Funny what happens. They had gotten close and they had gotten to love each other to the point that they were quick to forgive and easy to overlook everything that had started to go wrong. The insanity turned him romantic. His reservation died down around this boy and his words became so open and honest that what had started as a mindless adolescent devotion took a turn for a tender, intimate connection.
He promised him forever. He used words that had more nuances than most languages had characters. He promised him love, possession, submission, dedication, always – forever. And he had called him mine. My Theta. My love.
Just a few years prior he had made fun of marriage. It was a foreign tradition, a ceremony that owned too much levity to be taken seriously. He had scoffed at the scripted words each person was meant to say, and then and there, he had turned around and made a vow as it should be, individualized and honest and entirely possible.
Promise to stay with you. Promise to hold you and to hold myself. Swear to let you in and to bring myself out to meet you. Swear to go with you, or to wait for you. Mostly I promise I will be the one who meets you, when you leave to come back. I will always wait for you.
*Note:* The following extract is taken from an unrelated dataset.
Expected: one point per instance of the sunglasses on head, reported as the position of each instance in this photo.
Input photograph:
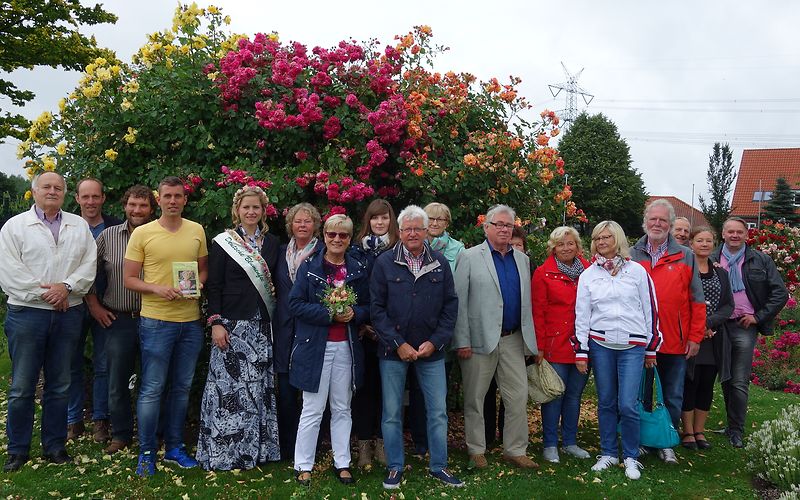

And things twisted so much from there.
They were older now, pursuing higher studies, starting work in the assistant and studying sort of way. And their relationship got closer and simultaneously got strained. He was getting worse. His head pounded sometimes and sometimes, his lover would cry after their lovemaking. And he would kiss the places where nails had come to tear at skin, or where hands had been held high over head and strained too hard. He apologized and he kissed him and it was always so tender, afterward, that they could pretend nothing was wrong.
Theta is off more and more, and for longer, to study or to do the things that he does, that he is becoming more and more secretive about. One night after a few days not seeing each other except in the middle of the night, when one or the other crawled in bed with their partner, and nearly two weeks without connecting bodies, Koschei tells Theta that he loves him, and he renews his vows.
They make love and it is tender, and perfect. They pull away shuddering and he kisses Theta’s cheeks, and he does not know why his partner is shaking so terribly.
Theta is gone the next morning and he does not come back that day.
Nor the day after.
Nor the day after that.
And he manages to keep himself afloat, for a while. He gets more work and more studying done than ever, constantly keeping his mind busy to distract himself from the slight sound of drums, and from the loneliness he feels when he lies down to sleep.
Sometimes he even writes letters that he cannot send. They start off sweet, loving, hopeful.
By the end of the first year, they are quietly desperate.
Three years later he writes a last letter on a scrap of note that reads:
Dear Theta,
I love you. I need you.
Please come home.
And not long after this, he breaks from the waiting.